Lo otro que hay que vivir son los arrebatos de solemnidad que nos asedian cuando tenemos hijos. Nuestras cabezas bullen y casi explotan al preguntarnos qué tipo de sociedad, ciudad y país les dejamos a nuestros chicos; cuánto hicimos por mejorar lo que encontramos y qué ejemplo de vida les podemos mostrar sin ruborizarnos. Allí es cuando una cerveza ayuda mucho ya que el balance casi siempre es desolador. El problema es cuando esa cervecita compartida con amigos (que están igual o peor que uno) nos queda gustando ya que al asumir la ‘tomata’ como deporte la acabamos de embarrar: nos gastamos la plata de Cablecentro, la ETB, Codensa, Gas Natural y de la tarjeta Carrefour, que tienen en casa, en nuestra propia cama, a su mejor cobrador ¡nuestra mujer! Así es que cuando empinamos el codo para apurar un Aguila siempre lo hacemos con sentimiento de culpa ¡cuando antes lo hacíamos con la mayor frescura!
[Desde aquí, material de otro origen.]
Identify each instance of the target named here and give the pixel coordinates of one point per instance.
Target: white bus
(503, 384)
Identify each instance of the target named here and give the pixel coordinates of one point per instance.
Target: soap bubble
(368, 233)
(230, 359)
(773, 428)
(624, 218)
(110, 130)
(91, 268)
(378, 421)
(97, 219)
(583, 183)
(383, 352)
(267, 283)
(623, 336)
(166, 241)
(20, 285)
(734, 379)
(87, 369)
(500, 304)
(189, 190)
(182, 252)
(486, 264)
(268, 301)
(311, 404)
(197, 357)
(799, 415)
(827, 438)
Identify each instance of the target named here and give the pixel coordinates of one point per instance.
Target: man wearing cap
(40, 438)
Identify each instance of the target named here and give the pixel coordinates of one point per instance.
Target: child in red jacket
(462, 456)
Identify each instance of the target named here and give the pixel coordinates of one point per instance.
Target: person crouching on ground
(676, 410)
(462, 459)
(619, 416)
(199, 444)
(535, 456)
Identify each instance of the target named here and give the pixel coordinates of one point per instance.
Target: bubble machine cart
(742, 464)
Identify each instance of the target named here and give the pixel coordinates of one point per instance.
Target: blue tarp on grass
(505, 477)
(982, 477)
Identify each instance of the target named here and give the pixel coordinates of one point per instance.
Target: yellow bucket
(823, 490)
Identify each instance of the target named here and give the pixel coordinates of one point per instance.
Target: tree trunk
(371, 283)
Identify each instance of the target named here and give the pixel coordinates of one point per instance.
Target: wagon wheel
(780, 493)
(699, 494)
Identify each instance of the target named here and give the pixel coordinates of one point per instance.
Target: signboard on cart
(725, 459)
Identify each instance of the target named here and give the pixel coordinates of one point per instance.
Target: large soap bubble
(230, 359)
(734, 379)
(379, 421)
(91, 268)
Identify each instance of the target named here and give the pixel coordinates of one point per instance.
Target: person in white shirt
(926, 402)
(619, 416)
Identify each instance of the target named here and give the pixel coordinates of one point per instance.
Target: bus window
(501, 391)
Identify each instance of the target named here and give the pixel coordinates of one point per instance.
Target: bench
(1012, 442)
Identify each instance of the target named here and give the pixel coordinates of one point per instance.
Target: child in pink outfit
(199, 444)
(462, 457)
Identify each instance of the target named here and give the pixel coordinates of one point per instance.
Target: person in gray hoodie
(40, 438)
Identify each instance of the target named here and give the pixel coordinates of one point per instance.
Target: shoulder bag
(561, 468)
En fin, la vida va cambiando y si no tuvimos arrestos para intentar guiarla acabamos siendo parte del redil; nos sorprendemos viviendo un estilo de vida que criticábamos en la juventud y reproduciendo costumbres que antes detestábamos. Así mismo, los de mayor ímpetu, nos consumimos en nuestra propia frustración (muchos de nuestra generación “sí llegan” a lograr lo que queríamos) y apenas hallamos alivios pasajeros al observar que no somos los peores ni que estamos tan mal como otros.
Total: esta es una reflexión pequeñoburguesa hecha en voz alta. A nadie culpo por mi vida. Es más, me da vergüenza comentar estas cuitas cuando el país está devastado por asuntos de mayor gravedad: la parapolítica y la violencia verbal e incendiaria de nuestros políticos… pero paro ahí, no sigo porque de continuar acabaría amargado al contestarme que el mundo no lo dejé mejor que lo encontré y que mi hija no la tendrá fácil a la hora de conseguir lo que yo ya no pude.